MOTHER’S HANDS
© 2019 Walt Hampton
It would take a few volumes to talk about my mother, her childhood, education and life, and to try to encapsulate her in a column such as this is useless; let me just say that when it comes to mothers, I had a great one. Although I have a hundred stories of my time with her, I do not have many artifacts of her life to which to point, and that is just as well because in my selfish way I do not want to share her with the uncaring world, lest she be under-appreciated. I know that I am who I am largely because she was my mother; I hold her grace, intelligence, humor, compassion and wisdom as the finest gifts this boy ever received, and I did my best to pass on the best of her to my own sons. It is a comfort that her lessons will live on through them and their children.
I am a collector of sorts, of things Appalachian, and whatever the object I try to see past just the utility of the thing. The butter press, biscuit cutter and muffin pan in the accompanying photos are family pieces, used by mothers, grandmothers and great-grandmothers of the Hampton and Rukavina clans, and yes, two of them are still used today. The women that held them knew them for the work they preformed; but passed along in that butter, and in those biscuits and muffins, was a mother’s love. Today because of its fragility the butter press is relegated to a place of honor on the kitchen shelf, but Cecelia, my wife, still cuts biscuits with the walnut cutter, and pops out a few corn muffins from the cast iron pan. Just knowing the history somehow seems to make the results taste a little better. I bring these kitchen tools to you today, to remind you of your own mother; I cannot look at them without remembering mine.

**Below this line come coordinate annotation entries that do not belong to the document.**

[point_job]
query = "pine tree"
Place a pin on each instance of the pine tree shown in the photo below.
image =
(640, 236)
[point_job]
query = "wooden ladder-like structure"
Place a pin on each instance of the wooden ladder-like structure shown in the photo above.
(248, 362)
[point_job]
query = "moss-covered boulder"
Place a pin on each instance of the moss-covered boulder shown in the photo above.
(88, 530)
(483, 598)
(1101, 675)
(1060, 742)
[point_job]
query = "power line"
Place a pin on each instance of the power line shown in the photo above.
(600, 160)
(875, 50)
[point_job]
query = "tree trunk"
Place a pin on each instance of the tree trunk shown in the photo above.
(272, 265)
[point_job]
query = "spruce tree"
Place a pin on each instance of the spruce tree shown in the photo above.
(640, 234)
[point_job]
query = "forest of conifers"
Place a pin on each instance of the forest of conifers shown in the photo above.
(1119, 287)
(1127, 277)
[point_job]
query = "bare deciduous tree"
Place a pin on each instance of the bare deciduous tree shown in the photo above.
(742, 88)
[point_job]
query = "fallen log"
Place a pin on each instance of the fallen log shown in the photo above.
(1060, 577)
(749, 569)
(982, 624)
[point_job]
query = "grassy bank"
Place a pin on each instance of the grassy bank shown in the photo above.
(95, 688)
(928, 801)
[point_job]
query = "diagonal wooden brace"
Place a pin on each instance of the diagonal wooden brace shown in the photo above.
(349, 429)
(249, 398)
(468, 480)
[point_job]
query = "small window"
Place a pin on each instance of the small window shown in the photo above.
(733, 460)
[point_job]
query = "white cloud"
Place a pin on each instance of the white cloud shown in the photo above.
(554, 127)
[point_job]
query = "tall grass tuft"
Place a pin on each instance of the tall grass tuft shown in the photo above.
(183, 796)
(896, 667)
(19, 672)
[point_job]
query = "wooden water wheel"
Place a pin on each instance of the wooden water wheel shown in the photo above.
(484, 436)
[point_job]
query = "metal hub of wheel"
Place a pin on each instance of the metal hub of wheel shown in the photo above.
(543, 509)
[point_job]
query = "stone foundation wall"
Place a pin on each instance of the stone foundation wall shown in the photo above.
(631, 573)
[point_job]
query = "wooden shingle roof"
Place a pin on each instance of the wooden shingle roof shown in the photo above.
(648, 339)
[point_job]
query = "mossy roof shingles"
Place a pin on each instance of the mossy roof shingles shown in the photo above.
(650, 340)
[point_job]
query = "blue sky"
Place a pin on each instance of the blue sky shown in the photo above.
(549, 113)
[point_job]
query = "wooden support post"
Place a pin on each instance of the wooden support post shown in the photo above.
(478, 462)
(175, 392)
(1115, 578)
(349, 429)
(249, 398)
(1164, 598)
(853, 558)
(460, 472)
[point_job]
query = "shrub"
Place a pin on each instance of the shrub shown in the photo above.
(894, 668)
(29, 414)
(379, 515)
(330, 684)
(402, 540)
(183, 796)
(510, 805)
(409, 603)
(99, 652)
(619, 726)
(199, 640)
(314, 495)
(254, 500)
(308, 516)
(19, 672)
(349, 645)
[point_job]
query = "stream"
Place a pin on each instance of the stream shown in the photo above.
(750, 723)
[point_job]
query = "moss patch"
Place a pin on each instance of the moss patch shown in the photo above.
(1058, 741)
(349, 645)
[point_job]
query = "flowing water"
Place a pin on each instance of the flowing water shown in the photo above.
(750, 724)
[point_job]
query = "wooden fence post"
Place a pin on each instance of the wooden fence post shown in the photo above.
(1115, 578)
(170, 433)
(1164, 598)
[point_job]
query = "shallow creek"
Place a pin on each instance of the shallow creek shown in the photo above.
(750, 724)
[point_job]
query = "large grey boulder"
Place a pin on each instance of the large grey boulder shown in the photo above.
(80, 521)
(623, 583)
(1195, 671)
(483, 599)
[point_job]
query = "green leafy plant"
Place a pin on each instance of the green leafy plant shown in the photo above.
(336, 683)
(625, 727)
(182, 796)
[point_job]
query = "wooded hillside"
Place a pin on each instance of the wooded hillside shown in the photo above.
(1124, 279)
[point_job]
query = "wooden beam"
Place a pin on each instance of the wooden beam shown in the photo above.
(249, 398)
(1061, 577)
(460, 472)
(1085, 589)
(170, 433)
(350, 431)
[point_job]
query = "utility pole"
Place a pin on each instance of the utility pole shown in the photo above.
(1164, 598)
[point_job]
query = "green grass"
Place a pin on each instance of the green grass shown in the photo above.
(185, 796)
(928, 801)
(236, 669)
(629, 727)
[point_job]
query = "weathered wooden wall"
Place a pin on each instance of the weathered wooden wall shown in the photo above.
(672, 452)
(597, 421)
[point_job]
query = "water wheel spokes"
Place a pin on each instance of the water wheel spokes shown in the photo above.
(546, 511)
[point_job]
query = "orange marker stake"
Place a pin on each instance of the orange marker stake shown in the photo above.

Born in 1923, my Mother was raised in a log and clapboard house up a deep hollow near Speedwell, Virginia, just a stone’s throw from Cripple Creek. She traveled the world with my father during his service years, bore four children (two of which were lost in infancy), became a registered nurse (operating room and emergency room), a girl scout leader, and was considered “Momma Hampton” to a score of my sister’s and my friends. She was uproariously funny, fiercely loyal to our family, deadly protective of us kids, and compassionately tender to the helpless things. I try to live my life as she would have me live it, and I remember her work ethic to help me in hard times.
As I write this in mid-June, it has been 28 years since her hands touched me.
I hope she would be pleased with who I am.